容器内调用reboot函数失败

作者：耗子007

问题描述

在容器里面调用reboot函数，函数传入LINUX_REBOOT_CMD_CAD_ON, LINUX_REBOOT_CMD_CAD_OFF这两个参数都返回失败。
reboot return -1,errno is 22(EINVAL)

分析

查看官方文档(http://man7.org/linux/man-pages/man2/reboot.2.html)：

Behavior inside PID namespaces
      Since Linux 3.4, when reboot() is called from a PID namespace (see
      pid_namespaces(7)) other than the initial PID namespace, the effect
      of the call is to send a signal to the namespace "init" process.  The
      LINUX_REBOOT_CMD_RESTART and LINUX_REBOOT_CMD_RESTART2 cmd values
      cause a SIGHUP signal to be sent.  The LINUX_REBOOT_CMD_POWER_OFF and
      LINUX_REBOOT_CMD_HALT cmd values cause a SIGINT signal to be sent.
      For the other cmd values, -1 is returned and errno is set to EINVAL.

上面的意思大概是：在非initial PID namespace中，调用reboot，会给init进程发送信号，信号取决于cmd的值。

LINUX_REBOOT_CMD_RESTART 和 LINUX_REBOOT_CMD_RESTART2，会发送SIGHUP信号
LINUX_REBOOT_CMD_POWER_OFF 和 LINUX_REBOOT_CMD_HALT，发送SIGINT信号
其他的直接返回-1，errno为EINVAL

这里可以推出我们在容器中执行reboot，入参为LINUX_REBOOT_CMD_CAD_ON, LINUX_REBOOT_CMD_CAD_OFF时，会报错的原因。

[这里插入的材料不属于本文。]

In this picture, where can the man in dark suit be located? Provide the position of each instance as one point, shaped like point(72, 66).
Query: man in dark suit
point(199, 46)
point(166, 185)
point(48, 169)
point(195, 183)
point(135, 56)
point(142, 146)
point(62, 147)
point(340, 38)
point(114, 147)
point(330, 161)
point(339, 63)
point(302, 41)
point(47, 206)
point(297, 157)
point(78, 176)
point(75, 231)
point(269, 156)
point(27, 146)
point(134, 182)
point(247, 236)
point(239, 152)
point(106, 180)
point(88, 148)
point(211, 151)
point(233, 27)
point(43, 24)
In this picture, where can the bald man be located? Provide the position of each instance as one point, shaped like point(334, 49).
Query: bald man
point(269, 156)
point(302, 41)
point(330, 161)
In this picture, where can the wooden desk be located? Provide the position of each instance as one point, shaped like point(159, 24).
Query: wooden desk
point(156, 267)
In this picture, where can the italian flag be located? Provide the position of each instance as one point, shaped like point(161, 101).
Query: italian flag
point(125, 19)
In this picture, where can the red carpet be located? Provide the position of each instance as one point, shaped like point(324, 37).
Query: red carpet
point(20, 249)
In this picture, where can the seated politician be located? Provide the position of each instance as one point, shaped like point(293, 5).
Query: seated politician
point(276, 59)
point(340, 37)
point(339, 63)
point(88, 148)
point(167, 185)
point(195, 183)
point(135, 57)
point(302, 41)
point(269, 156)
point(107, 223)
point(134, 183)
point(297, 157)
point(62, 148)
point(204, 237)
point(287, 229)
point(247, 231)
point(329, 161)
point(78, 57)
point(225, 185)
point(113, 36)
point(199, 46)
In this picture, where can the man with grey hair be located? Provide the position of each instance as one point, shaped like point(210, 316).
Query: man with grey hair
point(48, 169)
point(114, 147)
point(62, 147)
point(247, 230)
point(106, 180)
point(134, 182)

查看reboot系统调用的源码验证一下官方文档，部分代码如下：

SYSCALL_DEFINE4(reboot, int, magic1, int, magic2, unsigned int, cmd,
		void __user *, arg)
{
	struct pid_namespace *pid_ns = task_active_pid_ns(current);
	char buffer[256];
	int ret = 0;

	/* We only trust the superuser with rebooting the system. */
	if (!ns_capable(pid_ns->user_ns, CAP_SYS_BOOT))
		return -EPERM;

	/* For safety, we require "magic" arguments. */
	if (magic1 != LINUX_REBOOT_MAGIC1 ||
	    (magic2 != LINUX_REBOOT_MAGIC2 &&
	                magic2 != LINUX_REBOOT_MAGIC2A &&
			magic2 != LINUX_REBOOT_MAGIC2B &&
	                magic2 != LINUX_REBOOT_MAGIC2C))
		return -EINVAL;

	/*
	 * If pid namespaces are enabled and the current task is in a child
	 * pid_namespace, the command is handled by reboot_pid_ns() which will
	 * call do_exit().
	 */
	ret = reboot_pid_ns(pid_ns, cmd);
	if (ret)
		return ret;
    ... ...

关键是reboot_pid_ns函数，该函数代码如下：

int reboot_pid_ns(struct pid_namespace *pid_ns, int cmd)
{
	if (pid_ns == &init_pid_ns)
		return 0;

	switch (cmd) {
	case LINUX_REBOOT_CMD_RESTART2:
	case LINUX_REBOOT_CMD_RESTART:
		pid_ns->reboot = SIGHUP;
		break;

	case LINUX_REBOOT_CMD_POWER_OFF:
	case LINUX_REBOOT_CMD_HALT:
		pid_ns->reboot = SIGINT;
		break;
	default:
		return -EINVAL;
	}

	read_lock(&tasklist_lock);
	force_sig(SIGKILL, pid_ns->child_reaper);
	read_unlock(&tasklist_lock);

	do_exit(0);

	/* Not reached */
	return 0;
}

代码解析：

如果当前的namespace是init_pid_ns，就返回0
非init_pid_ns时，就如上面文档所述，非指定的cmd，就直接返回EINVAL